Günümüz dünyasında 'en'ler, kimliğimizi tanımlayan sıfatlar haline geldi. Apple Cider Vinegar dizisindeki gibi, görünür olmak için 'en iyi', 'en kötü', 'en hasta' olmak gerekiyor. Ancak, sosyal medyanın etkisiyle, gerçeklik ve anlatı birbirine karıştı. Hastalıklar, acılar ve başarılar, sempati ve ilgi çekmek için kurgulanıyor. Gerçeklik yerine sempati, hakikat yerine anlatı tercih ediliyor.
Sosyal medyanın 'burnu' kaybettirdiği bir dünyadayız. Filtreler ve düzenlemelerle gerçeklik eğilip bükülüyor. Herkes, 'en'leri yarıştırarak dijital varlığını kanıtlamaya çalışıyor. Bedenler estetik kaygılarla yeniden şekilleniyor, algoritmalar tarafından onaylanmayan bedenler yetersiz kalıyor. İnsanlar, sosyal medya sayesinde kendilerini sürekli bir anlatının kahramanı olarak görüyor ve görünür olmak için çarpıcı hikayeler anlatmaya çalışıyor. Bu durum, sessizliğin ve mahremiyetin yerini, sürekli paylaşma ve görünür olma zorunluluğuna bırakıyor.

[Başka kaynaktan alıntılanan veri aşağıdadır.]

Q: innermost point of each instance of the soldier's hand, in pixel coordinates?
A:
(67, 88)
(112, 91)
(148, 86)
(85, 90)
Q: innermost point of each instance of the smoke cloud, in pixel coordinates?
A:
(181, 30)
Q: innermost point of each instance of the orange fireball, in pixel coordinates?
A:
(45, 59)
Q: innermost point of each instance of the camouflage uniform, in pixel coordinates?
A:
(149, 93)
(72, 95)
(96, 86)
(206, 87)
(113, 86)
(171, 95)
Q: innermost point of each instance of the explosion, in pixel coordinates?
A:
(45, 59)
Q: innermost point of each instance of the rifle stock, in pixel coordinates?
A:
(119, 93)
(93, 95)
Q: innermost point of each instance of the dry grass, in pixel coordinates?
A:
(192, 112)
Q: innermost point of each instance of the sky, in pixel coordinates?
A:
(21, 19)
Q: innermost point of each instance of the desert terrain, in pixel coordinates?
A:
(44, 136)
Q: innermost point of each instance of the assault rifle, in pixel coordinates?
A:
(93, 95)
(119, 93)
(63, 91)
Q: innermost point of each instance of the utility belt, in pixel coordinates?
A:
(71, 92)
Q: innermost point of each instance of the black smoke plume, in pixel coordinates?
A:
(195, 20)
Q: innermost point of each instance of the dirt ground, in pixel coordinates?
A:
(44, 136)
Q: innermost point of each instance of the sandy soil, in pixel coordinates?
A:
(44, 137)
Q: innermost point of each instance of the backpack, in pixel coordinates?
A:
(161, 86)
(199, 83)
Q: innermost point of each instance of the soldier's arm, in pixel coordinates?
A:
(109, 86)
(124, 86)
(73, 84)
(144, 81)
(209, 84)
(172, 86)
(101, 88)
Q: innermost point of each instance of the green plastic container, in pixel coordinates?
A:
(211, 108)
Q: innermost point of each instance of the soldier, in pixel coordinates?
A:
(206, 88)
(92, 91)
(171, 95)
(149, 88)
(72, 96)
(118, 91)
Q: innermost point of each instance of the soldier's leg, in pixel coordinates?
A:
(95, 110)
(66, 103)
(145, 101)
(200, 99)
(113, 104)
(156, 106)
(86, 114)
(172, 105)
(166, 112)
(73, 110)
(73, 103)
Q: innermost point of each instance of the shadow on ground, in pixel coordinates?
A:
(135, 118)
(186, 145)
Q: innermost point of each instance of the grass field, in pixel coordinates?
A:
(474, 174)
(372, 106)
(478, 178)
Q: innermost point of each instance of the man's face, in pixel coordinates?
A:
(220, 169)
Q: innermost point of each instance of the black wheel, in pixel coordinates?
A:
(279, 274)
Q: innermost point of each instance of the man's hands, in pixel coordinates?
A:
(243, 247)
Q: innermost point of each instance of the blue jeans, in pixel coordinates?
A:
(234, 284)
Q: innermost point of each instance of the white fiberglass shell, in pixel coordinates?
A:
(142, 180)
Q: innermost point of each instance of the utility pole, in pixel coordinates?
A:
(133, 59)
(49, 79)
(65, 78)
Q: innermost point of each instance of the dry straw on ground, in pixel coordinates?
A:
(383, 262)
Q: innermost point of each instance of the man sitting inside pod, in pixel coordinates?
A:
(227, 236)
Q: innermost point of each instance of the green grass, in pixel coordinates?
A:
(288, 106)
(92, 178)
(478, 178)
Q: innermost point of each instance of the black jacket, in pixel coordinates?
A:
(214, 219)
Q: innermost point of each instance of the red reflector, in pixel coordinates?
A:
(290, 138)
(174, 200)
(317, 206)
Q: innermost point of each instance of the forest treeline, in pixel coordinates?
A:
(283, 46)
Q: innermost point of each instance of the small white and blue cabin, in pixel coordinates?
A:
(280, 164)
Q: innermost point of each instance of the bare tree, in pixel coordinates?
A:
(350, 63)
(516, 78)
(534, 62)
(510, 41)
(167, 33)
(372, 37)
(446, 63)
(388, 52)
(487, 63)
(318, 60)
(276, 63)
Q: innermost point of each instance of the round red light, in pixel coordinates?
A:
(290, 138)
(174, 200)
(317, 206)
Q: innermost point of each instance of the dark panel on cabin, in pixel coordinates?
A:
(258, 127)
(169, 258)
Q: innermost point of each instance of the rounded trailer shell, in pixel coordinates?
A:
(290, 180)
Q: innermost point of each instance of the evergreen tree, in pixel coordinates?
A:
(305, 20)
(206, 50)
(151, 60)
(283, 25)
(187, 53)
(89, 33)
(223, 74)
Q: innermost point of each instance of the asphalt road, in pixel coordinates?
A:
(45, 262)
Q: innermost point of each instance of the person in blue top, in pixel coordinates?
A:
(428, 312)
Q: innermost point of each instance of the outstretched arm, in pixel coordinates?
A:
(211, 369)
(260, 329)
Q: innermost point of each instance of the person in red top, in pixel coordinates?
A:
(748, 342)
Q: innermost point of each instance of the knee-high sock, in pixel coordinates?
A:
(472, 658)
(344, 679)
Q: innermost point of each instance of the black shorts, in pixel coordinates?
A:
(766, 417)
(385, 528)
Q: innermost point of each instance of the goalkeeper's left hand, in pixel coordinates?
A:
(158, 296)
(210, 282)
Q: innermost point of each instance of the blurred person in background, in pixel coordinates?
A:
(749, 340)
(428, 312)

Sonuç olarak, modern birey, hem özel ve farklı olmak hem de herkes tarafından fark edilmek istiyor. Ancak, bu arayış, yeni bir çerçevenin içinde sıkışıp kalmamıza neden oluyor. İç ve dış, gerçek ve kurgu arasındaki sınırlar belirsizleşirken, özgürleşmek yerine yeni bir zorunluluk ortaya çıkıyor: Akışkan olmak, sürekli görünür kalmak. Ancak, belki de özgürleşmenin yolu, çerçevenin dışına çıkmak yerine, çerçevenin kendisini sorgulamaktan geçiyor.